Yes, booking could be easier.
Yes, it is valuable to have an up-to-date health summary record.
But such a record should never be considered an alternative or replacement for effective clinician to clinician communications, particularly where they are trying to work in harmony together. I want to see them working together for me and with me.

Ian, raised the issue of funding. It is most definitely not an issue of funding.
First, because you certainly do not need a bucket load of funds.
And, you want funds allocated against a proper business case with a means of accountability for the use of the funds.
And, as Ian points out, there is more than enough money sitting on the sidelines, including in government coffers.

Ian's list of challenges can all be answered in a manner that results in forward movement.

The real issues in regard to forward movement are:

1. We are not selling off the health sector to commercial interest.
We are dealing with public values and the future of Australian society.
The collaboration structure that is critical has to be Independent and Trusted and most assuredly kept safe from capture by various interests, including the private sector as well as the government sector.
Our health system is a purposeful mix of public/private, Federal/State/Territory service provision seeking to meaningfully connect with the electronic sphere.
We need to be able to engage effectively cross all these boundaries.

2. We are in fact dealing with what is increasingly called New Public Goods. These New Public Goods create an ecosystem of public and private service and technology provision.

3. We want to create a virtuous cycle investment environment for value and wealth creation delivering social and economic benefits.

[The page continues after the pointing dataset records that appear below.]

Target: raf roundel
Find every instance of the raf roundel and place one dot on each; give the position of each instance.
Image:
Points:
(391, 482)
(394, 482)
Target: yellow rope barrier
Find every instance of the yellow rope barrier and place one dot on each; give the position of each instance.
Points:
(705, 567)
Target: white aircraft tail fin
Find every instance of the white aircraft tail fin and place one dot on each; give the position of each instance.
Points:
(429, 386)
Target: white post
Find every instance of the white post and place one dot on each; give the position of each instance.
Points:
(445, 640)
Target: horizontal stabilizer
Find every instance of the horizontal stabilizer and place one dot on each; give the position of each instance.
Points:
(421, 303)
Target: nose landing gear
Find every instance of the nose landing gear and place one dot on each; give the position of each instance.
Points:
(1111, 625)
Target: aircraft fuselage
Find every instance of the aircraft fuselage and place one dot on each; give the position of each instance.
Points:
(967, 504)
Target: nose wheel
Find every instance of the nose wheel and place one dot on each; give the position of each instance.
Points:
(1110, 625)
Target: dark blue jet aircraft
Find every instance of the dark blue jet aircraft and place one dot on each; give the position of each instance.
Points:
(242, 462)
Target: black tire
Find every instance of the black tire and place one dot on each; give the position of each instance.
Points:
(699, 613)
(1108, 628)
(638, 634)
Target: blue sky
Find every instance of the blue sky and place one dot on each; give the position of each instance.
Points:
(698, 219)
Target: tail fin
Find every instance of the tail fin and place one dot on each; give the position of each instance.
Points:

And, we are not alone in this journey.

Anonymous said...

Yes everyone says they want change but nobody wants to change. The vendors are betrothed to the ADHA will unlikely do anything other than the ADHA bidding, to gullible to question, and too scared to break away. Sad but as was mentioned the other day in a meeting I afraid you (small to medium Vendors) are owned by ADHA Government and Industry executive and her MSIA mate.

Anonymous said...

@ 6.49 pm
"betrothed to the ADHA" ... you mean entrapped by.
"too gullible to question" ... you mean too naive to question
"too scared to break away" ... you mean insecure and lacking confidence self"
"(small to medium Vendors) are owned by ADHA Government" ... you mean completely vulnerable and exposed, lacking in the courage of their convictions, rendered irrelevant
"Industry executive and her MSIA mate" ... what do you mean?

Anonymous said...

6.49 PM & 9.15 AM The MSIA is hopelessly conflicted. It is intimidated by ADHA Government, it wants to demonstrate that it can lead but it can't be effective because it is undermined by having to address the needs of its many members - ie. large and small vendors and therein lies the rub.

The big vendors have a strong voice and are financially robust able to do their own thing, the small vendors scramble to be relevant with their timid voices and limited resources.

The MSIA could lead a revolution but it is scared witless by the thought of doing so. It's previous President took a strong stand about all that was wrong with NEHTA and got squashed in the process. The MSIA has always been on a hiding to nothing - dammed if you do and dammed if you don't. Rubbing noses with the ADHA in the hope that all will be well is all it can do. From the Government ADHA perspective it is more an unwelcome nuisance to be patted on the head when it feels a bit irrelevant.